False Correlation Reduction for Offline Reinforcement Learning

Zhihong Deng,Zuyue Fu,Lingxiao Wang,Zhuoran Yang,Chenjia Bai,Tianyi Zhou,Zhaoran Wang,Jing Jiang
2023-11-01
Abstract:Offline reinforcement learning (RL) harnesses the power of massive datasets for resolving sequential decision problems. Most existing papers only discuss defending against out-of-distribution (OOD) actions while we investigate a broader issue, the false correlations between epistemic uncertainty and decision-making, an essential factor that causes suboptimality. In this paper, we propose falSe COrrelation REduction (SCORE) for offline RL, a practically effective and theoretically provable algorithm. We empirically show that SCORE achieves the SoTA performance with 3.1x acceleration on various tasks in a standard benchmark (D4RL). The proposed algorithm introduces an annealing behavior cloning regularizer to help produce a high-quality estimation of uncertainty which is critical for eliminating false correlations from suboptimality. Theoretically, we justify the rationality of the proposed method and prove its convergence to the optimal policy with a sublinear rate under mild assumptions.

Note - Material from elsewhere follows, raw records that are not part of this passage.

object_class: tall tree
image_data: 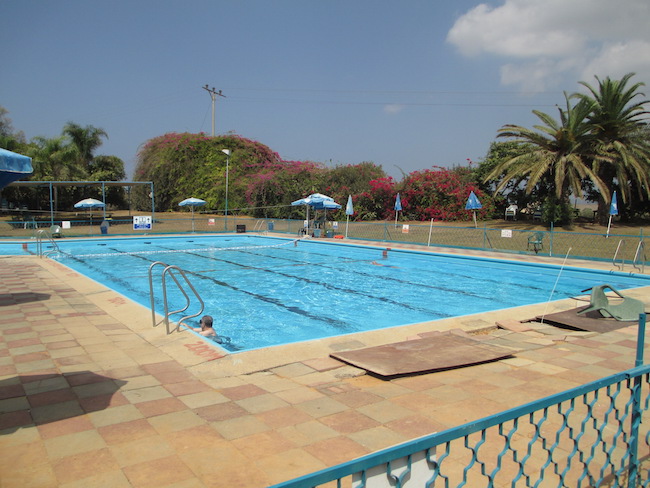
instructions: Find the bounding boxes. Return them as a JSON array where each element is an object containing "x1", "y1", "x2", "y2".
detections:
[
  {"x1": 484, "y1": 93, "x2": 608, "y2": 205},
  {"x1": 63, "y1": 122, "x2": 108, "y2": 170},
  {"x1": 575, "y1": 73, "x2": 650, "y2": 219}
]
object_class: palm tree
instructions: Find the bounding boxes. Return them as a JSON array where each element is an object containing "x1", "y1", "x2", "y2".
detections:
[
  {"x1": 63, "y1": 122, "x2": 108, "y2": 170},
  {"x1": 575, "y1": 73, "x2": 650, "y2": 219},
  {"x1": 484, "y1": 93, "x2": 607, "y2": 206}
]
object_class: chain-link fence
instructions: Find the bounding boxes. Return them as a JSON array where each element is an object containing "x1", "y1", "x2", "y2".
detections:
[{"x1": 0, "y1": 210, "x2": 649, "y2": 267}]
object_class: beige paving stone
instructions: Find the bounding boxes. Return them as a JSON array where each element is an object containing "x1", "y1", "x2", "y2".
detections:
[
  {"x1": 235, "y1": 394, "x2": 288, "y2": 414},
  {"x1": 122, "y1": 386, "x2": 172, "y2": 403},
  {"x1": 276, "y1": 384, "x2": 324, "y2": 405},
  {"x1": 43, "y1": 430, "x2": 106, "y2": 460},
  {"x1": 277, "y1": 420, "x2": 339, "y2": 446},
  {"x1": 357, "y1": 400, "x2": 414, "y2": 424},
  {"x1": 148, "y1": 410, "x2": 207, "y2": 434},
  {"x1": 210, "y1": 415, "x2": 270, "y2": 440},
  {"x1": 110, "y1": 436, "x2": 176, "y2": 467},
  {"x1": 88, "y1": 404, "x2": 144, "y2": 427},
  {"x1": 178, "y1": 391, "x2": 230, "y2": 408},
  {"x1": 296, "y1": 397, "x2": 347, "y2": 418}
]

Machine Learning,Artificial Intelligence
What problem does this paper attempt to address?
### What problem does this paper attempt to solve? This paper aims to solve the problem of false correlation in offline Reinforcement Learning (RL). Specifically: 1. **Background and Challenges**: - The goal of offline reinforcement learning is to learn the optimal policy from a pre - collected dataset without interacting with the environment. - Most existing studies only focus on how to defend against out - of - distribution (OOD) actions, that is, those actions that are not fully covered in the dataset. However, these methods do not fully solve the sub - optimality problem caused by the false correlation between epistemic uncertainty and decision - making. 2. **False Correlation**: - Due to the insufficient coverage of the dataset, a correlation is generated between epistemic uncertainty and decision - making. This makes the agent tend to choose strategies that seem good but are actually sub - optimal. - This false correlation is not only caused by OOD actions, but may also be due to the insufficient coverage of the state space. In addition, even among in - distribution samples, the uncertainty of different samples also varies. Samples with high uncertainty may introduce sub - optimality when the agent greedily pursues the maximum estimated value. 3. **Proposed Method**: - The paper proposes an algorithm named SCORE (falSe COrrelation REduction) to reduce false correlation in offline reinforcement learning. - SCORE helps to generate high - quality uncertainty estimates by introducing an annealing behavior cloning regularizer, thereby eliminating false correlation. - Theoretically, the authors prove that SCORE converges to the optimal policy at a sub - linear rate under mild assumptions, and does not need to sample and calculate the specific values of OOD samples. 4. **Experimental Results**: - Experiments show that SCORE achieves a 3.1 - fold speed improvement over existing methods in multiple tasks on the standard benchmark (D4RL) and reaches the state - of - the - art (SoTA) performance. In summary, this paper solves the sub - optimality problem caused by false correlation in offline reinforcement learning by proposing the SCORE algorithm, and provides theoretical and experimental evidence to support its effectiveness.